Dillon scratched his head. “By gum, gyurl, I didn't think of that. We cayn't let him go.”
“Yes, we can.”
“Why, honey, he didn't kill Faulkner, looks like. We cayn't let him go back there and take our medicine for us. Mebbe he would be lynched. It's a sure thing he'd be convicted.”
“Never mind. Let him go. I've got a plan, dad.” Her vivid face was alive with the emotion which spoke in it. “When did he say he was going?” she asked buoyantly.
“Day after to-morrow. Seems he's got business that keeps him hyer to-morrow. What's yore idee, honey?”
She got up, and whispered it in his ear. His jaw dropped, and he stared at her in amazement.

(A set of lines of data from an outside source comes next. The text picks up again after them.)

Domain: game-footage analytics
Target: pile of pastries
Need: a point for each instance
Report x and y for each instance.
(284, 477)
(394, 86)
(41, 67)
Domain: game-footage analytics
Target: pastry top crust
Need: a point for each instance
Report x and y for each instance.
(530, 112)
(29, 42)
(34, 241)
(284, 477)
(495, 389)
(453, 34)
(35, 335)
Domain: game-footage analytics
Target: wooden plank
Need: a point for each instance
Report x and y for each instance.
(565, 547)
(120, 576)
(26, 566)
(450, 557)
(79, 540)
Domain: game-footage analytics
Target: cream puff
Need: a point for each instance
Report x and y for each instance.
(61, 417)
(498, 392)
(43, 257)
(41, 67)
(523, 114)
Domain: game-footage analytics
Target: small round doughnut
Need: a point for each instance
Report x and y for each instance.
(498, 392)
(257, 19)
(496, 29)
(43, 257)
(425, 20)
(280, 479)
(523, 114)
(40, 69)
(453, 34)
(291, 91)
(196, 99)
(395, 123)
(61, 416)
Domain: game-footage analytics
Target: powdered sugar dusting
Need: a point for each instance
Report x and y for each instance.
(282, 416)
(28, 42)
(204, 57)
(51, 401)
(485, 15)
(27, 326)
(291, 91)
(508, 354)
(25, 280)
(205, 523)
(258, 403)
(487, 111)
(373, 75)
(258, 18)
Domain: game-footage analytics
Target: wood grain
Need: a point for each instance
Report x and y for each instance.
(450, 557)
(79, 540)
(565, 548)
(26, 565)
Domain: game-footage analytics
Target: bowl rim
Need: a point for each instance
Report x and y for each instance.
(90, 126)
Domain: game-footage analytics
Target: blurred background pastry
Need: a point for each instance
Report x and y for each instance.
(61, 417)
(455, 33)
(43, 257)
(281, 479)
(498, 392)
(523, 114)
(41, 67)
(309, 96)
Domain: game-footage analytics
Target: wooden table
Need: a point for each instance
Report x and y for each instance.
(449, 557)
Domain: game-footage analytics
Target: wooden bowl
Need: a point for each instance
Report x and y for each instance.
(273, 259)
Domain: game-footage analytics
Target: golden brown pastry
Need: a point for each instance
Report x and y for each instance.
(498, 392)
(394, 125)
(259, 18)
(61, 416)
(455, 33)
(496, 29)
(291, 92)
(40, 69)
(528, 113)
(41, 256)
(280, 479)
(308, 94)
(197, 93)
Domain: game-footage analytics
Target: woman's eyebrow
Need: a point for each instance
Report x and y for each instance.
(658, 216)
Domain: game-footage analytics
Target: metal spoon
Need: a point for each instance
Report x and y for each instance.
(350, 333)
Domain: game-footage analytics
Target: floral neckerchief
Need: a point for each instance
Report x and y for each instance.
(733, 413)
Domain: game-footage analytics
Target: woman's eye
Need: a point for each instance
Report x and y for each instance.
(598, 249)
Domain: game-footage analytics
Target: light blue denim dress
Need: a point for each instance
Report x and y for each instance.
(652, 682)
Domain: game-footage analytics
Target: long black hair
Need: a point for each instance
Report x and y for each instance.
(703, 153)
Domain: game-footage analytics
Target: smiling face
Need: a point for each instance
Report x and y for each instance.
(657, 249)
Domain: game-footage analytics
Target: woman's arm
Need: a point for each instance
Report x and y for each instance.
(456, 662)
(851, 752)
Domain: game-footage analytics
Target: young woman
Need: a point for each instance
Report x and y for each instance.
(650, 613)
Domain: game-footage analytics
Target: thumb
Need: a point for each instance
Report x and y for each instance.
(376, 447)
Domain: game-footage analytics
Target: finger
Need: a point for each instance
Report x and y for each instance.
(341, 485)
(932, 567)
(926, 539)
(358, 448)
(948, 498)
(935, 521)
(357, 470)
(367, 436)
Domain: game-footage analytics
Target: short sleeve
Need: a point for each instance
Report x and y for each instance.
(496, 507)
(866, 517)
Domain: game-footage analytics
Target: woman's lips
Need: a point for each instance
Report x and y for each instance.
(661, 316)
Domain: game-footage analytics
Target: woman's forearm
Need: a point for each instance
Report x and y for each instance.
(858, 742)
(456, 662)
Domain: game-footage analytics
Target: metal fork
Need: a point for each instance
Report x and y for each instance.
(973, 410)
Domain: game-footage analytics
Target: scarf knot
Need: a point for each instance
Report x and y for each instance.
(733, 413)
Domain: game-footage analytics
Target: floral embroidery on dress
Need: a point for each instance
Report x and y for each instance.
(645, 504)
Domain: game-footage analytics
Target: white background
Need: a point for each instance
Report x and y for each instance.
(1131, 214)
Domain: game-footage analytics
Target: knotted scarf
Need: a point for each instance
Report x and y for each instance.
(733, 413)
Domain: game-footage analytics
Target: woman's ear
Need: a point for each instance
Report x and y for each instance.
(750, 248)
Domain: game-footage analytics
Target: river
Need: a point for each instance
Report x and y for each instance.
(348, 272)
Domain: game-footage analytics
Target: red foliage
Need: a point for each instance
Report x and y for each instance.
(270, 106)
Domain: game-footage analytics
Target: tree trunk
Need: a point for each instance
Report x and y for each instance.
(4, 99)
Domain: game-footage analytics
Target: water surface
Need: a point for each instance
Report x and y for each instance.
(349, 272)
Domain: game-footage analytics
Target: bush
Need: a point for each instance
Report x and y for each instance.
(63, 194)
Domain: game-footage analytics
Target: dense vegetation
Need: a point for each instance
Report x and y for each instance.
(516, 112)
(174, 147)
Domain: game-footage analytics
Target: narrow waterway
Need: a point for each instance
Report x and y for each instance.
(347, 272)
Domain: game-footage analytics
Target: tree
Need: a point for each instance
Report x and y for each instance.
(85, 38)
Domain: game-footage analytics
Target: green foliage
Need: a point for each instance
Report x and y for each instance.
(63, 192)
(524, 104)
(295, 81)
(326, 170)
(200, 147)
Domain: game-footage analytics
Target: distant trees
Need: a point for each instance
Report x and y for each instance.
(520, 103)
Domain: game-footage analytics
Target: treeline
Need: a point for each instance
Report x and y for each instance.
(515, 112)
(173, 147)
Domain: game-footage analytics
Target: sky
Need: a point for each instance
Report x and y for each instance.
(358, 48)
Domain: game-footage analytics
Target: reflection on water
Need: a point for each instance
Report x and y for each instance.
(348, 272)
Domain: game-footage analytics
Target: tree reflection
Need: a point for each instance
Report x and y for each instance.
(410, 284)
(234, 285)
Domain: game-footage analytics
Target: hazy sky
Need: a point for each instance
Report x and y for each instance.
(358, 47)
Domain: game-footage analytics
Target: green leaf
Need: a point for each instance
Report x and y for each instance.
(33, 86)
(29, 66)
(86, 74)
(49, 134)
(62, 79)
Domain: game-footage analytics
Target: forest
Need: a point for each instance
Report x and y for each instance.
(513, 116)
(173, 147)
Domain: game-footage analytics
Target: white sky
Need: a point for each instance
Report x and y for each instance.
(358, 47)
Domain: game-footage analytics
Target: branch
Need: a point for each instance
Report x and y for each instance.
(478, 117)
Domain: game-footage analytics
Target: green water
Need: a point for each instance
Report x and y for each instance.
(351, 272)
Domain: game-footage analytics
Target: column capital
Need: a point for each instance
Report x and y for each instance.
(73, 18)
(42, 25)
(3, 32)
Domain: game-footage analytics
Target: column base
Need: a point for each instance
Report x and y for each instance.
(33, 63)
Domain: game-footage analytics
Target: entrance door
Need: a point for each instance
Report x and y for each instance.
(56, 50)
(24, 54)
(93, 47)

CHAPTER XVI — THE WOLF BITES
Steve came drowsily to consciousness from confused dreams of a cattle stampede and the click of rifles in the hands of enemies who had the drop on him. The rare, untempered sunshine of the Rockies poured into his window from a world outside, wonderful as the early morning of creation. The hillside opposite was bathed miraculously in a flood of light, in which grasshoppers fiddled triumphantly their joy in life. The sources of his dreams discovered themselves in the bawl of thirsty cattle and the regular clicking of a windmill.
A glance at his watch told him that it was six o'clock.